The Notes will bear interest at an interest rate of 25/8 per cent. per annum and will be issued at 100 per cent. of their nominal value.
Drax has placed cross-currency swaps to convert the proceeds of the Offering into Sterling, as a result of which the effective Sterling-equivalent interest rate is 3.24 per cent. per annum. The Notes will extend the Group’s average debt maturity profile and reduce the Group’s overall cost of debt.
Drax intend to use the gross proceeds of the Offering (i) for general corporate purposes, which may include the repayment of indebtedness, and (ii) to pay estimated fees and expenses of the Offering, including Initial Purchasers’ fees and commissions, professional fees and other associated transaction costs. Drax intend to repay the existing £350 million 4 ¼ per cent. Senior Secured Fixed Rate notes due 2022 issued by the Issuer in full before 31 December 2020.
Drax Investor Relations: Mark Strafford
Drax Head of Media and PR: Ali Lewis
Website: www.drax.com/uk
This release is being issued pursuant to Rule 135c under the U.S. Securities Act of 1933, as amended (the “Securities Act“) and is for information purposes only and does not constitute a prospectus or any offer to sell or the solicitation of an offer to buy any security in the United States of America or in any other jurisdiction. Securities may not be offered or sold in the United States of America absent registration or an exemption from registration under the Securities Act. The Notes and related guarantees were offered in a private offering exempt from the registration requirements of the Securities Act and were accordingly offered only to persons outside the United States in compliance with Regulation S under the Securities Act. No indebtedness incurred in connection with any other financing transactions will be registered under the Securities Act.

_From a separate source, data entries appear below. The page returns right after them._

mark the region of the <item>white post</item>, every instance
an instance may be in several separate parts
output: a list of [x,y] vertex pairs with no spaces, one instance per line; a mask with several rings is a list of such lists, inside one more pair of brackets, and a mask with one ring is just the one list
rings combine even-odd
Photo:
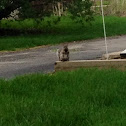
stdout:
[[106,55],[108,60],[108,47],[106,41],[106,28],[105,28],[105,19],[104,19],[104,10],[103,10],[103,1],[101,0],[101,11],[102,11],[102,19],[103,19],[103,29],[104,29],[104,37],[105,37],[105,47],[106,47]]

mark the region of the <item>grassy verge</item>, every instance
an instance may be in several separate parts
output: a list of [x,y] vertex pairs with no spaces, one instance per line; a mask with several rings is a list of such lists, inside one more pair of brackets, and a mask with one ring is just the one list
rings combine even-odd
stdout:
[[0,80],[0,125],[125,126],[125,78],[85,69]]
[[[126,34],[126,18],[108,16],[105,17],[105,21],[107,36]],[[9,25],[9,22],[6,22],[5,24],[8,24],[8,27],[10,28],[17,29],[21,29],[21,26],[22,29],[38,28],[42,29],[44,33],[40,35],[0,37],[0,50],[16,50],[17,48],[29,48],[40,45],[59,44],[63,42],[103,37],[101,17],[95,17],[95,21],[92,22],[92,25],[85,24],[84,26],[76,24],[68,17],[64,17],[58,24],[52,24],[51,26],[48,25],[47,20],[34,27],[34,23],[28,23],[30,21],[26,22],[27,24],[24,24],[24,26],[24,22],[21,25],[19,25],[18,22],[17,25],[15,22],[11,23],[11,25]],[[2,26],[4,28],[3,24]]]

This communication is directed only at persons who (i) have professional experience in matters relating to investments falling within Article 19(5) of the Financial Services and Markets Act 2000 (Financial Promotion) Order 2005 as amended (the “Order“), (ii) are persons falling within Article 49(2)(a) to (d) (“high net worth companies, unincorporated associations, etc.”) of the Order, (iii) are persons who are outside the United Kingdom, or (iv) are persons to whom an invitation or inducement to engage in investment activity (within the meaning of section 21 of the Financial Services and Markets Act 2000) in connection with the issue or sale of any notes may otherwise lawfully be communicated or caused to be communicated (all such persons together being referred to as “relevant persons”).
Any investment activity to which this communication relates will only be available to, and will only be engaged in with, relevant persons. Any person who is not a relevant person should not act or rely on this document or any of its contents.
This announcement is not a public offering in the Grand Duchy of Luxembourg or an offer of securities to the public under Regulation (EU) 2017/1129, and any amendments thereto.
The Notes are not intended to be offered, sold or otherwise made available to and should not be offered, sold or otherwise made available to any retail investor in the European Economic Area (the “EEA”) or in the United Kingdom (the “UK”). For these purposes, a retail investor means a person who is one (or more) of: (i) a retail client as defined in point (11) of Article 4(1) of Article 4(1) of MiFID II; (ii) a customer within the meaning of the Insurance Distribution Directive), where that customer would not qualify as a professional client as defined in point (10) of Article 4(1) of MiFID II; or (iii) not a qualified investor as defined in Regulation (EU) 2017/1129 (as amended, the “Prospectus Regulation”). Consequently no key information document required by Regulation (EU) No 1286/2014 (as amended, the “PRIIPs Regulation”) for offering or selling the Notes or otherwise making them available to retail investors in the EEA or in the UK will be prepared. Offering or selling the Notes or otherwise making them available to any retail investor in the EEA or in the UK may be unlawful under the PRIIPs Regulation. Any offer of Notes in any Member State of the EEA or in the UK will be made pursuant to an exemption under the Prospectus Regulation from the requirement to publish a prospectus for offers of Notes.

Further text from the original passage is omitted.